Thursday, August 09, 2007

This week, Burckhardt's The Age of Constantine the Great has been serving as bathroom reading. Just reading about Septimius Severus:

"Despite its importance and its indispensable military significance as a stronghold against the barbarians of Pontus, Byzantium, where Pescennius' followers had defended themselves for a year, was razed to the ground, and its garrison, along with many of its inhabitants, was put to death. The world must be given an example of the fate of cities and factions which could not immediately choose among a number of rival usurpers that one who deserved enduring obedience.

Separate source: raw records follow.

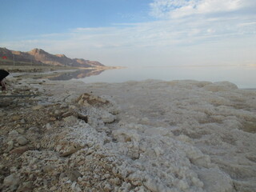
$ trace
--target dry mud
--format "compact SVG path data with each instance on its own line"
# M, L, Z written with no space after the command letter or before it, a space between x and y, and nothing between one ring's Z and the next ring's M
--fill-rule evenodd
M256 91L9 79L2 191L255 191Z

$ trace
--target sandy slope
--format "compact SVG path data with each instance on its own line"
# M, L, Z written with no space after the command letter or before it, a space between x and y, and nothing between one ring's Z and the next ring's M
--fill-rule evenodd
M50 167L34 174L46 181L33 182L35 191L256 188L255 90L195 81L26 81L21 83L43 92L39 106L46 109L46 103L53 114L66 108L70 114L63 112L49 129L42 125L44 149L22 154L22 166L10 172L22 180L16 188L30 181L25 175L33 173L34 165L34 170ZM3 186L6 191L14 187Z

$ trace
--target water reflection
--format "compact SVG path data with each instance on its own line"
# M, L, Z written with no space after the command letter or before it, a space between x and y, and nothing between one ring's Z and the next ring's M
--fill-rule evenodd
M70 80L72 78L84 78L86 77L90 77L93 75L98 75L102 73L104 70L94 70L94 69L88 69L88 70L76 70L68 73L57 73L54 74L50 76L48 76L47 78L50 80Z

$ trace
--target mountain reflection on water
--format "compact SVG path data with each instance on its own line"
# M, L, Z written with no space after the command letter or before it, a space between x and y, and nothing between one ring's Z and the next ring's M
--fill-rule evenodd
M55 74L52 76L49 76L47 78L50 80L70 80L72 78L83 78L86 77L90 77L93 75L98 75L100 74L102 72L103 72L104 70L76 70L73 72L68 72L68 73L62 73L62 74Z

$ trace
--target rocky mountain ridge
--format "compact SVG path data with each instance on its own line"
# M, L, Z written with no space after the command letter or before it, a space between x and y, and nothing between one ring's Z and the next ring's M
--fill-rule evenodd
M83 58L70 58L65 54L51 54L35 48L28 52L15 51L6 48L0 48L1 63L14 61L19 65L48 65L59 66L97 67L104 66L97 61ZM3 59L5 58L5 59Z

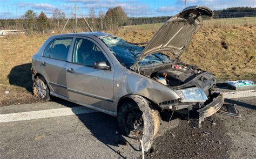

Albinus' followers fared no better. Severus had come into possession of their correspondence; he might have burned the letters unread, as Caesar had burned the letters of the Pompeians. That would have been a generous gesture, but altogether unsuitable to the times; the question was no longer one of divergent principles and their amalgamation through reconciliation and persuasion, but simply of subjection. A crowd of senators and other notables in and out of Rome were executed; the Emperor delivered eulogies of Commodus before the Senate, people, and army, surely not out of conviction but in mockery of the Senate. In Rome itself, during this struggle for dominion, a spontaneous lamenting and wailing once broke out at the Circus games; an eyewitness could find no explanation for the phenomenon other than divine inspiration. 'O Rome, Queen, Immortal,' the multitudes shouted with a single voice, 'how long shall we suffer these things, how long will war be waged over us?' Ignorance of their future was the happier lot."

Strange resonances, everything a sign of something else, widely disparate items put into relationships that seem obvious and arbitrary by turn, little dioramas, sudden zooms, animation, dissolution. O Cardamom, Queen of Spices!